On a recent trip to a London Apple Store to get someone to take a look at my iPhone 4s (battery fails in cold weather - sound familiar?), the Genius bar took an impromptu break for a spot of high-fiving and whooping. Justin Bieber was in town at the time, so I guessed that he too had come in to get his battery checked out.

Alas, no. My Genius, who'd taken a break from my boring iPhone to make his own whoop, told me that one of their staff had "moved on to another store, and we love to give teammates a great send-off". Meanwhile, dozens of customers with, collectively, tens of thousands of pounds-worth of defective kit, waited glumly for the 'great send-off' to finish so they could go home and re-install their iPhone as new. "That usually fixes anything that's kinda wrong".

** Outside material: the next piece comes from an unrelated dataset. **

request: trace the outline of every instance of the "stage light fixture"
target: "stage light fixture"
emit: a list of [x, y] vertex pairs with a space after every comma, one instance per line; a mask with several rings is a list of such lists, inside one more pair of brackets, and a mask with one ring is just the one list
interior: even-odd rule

Next to me was a customer with two phones; an iPhone 5 and a five-year-old Nokia with a one-inch screen. During our 25-minute wait, we swapped tales of iWoe. "Battery life" he told me. "I get four days out of this old piece of junk, and not a whole day out of the iPhone 5". Not so hi-5, I joked. But really, it's no joke.

We've bought into Apple because they promised us perfection and gave us product design that made a lot of sci-fi gear look more vintage than retro. Perfection at a price, yes, but one we were willing to pay; so much that, last year, Apple was worth "more than any other company in history".

But now everyone seems to have got (and gotten over) their iPod/Pad/Phone, and Apple's customer service sucks from the moment you're out of warranty. Losing their way with Maps made them, for a brief moment, a laughing stock, and made their stock worth a whole lot less.

Clearly, the latest wave of Android phones - with the Galaxy S4 being the most obvious - poses a serious threat to Apple's previously unassailable position as purveyors of perfection - it looks as though they may no longer be better at making stuff - at least, not stuff that everyone wants.

But more seriously for Apple is the fact that loyalty to its brand is attracting satire, a mode of humour defined as "the use of [...] ridicule to expose and criticize people's stupidity". Having built their fortune on a reputation for providing smart devices for smart people, they'll not be seeing the joke at all.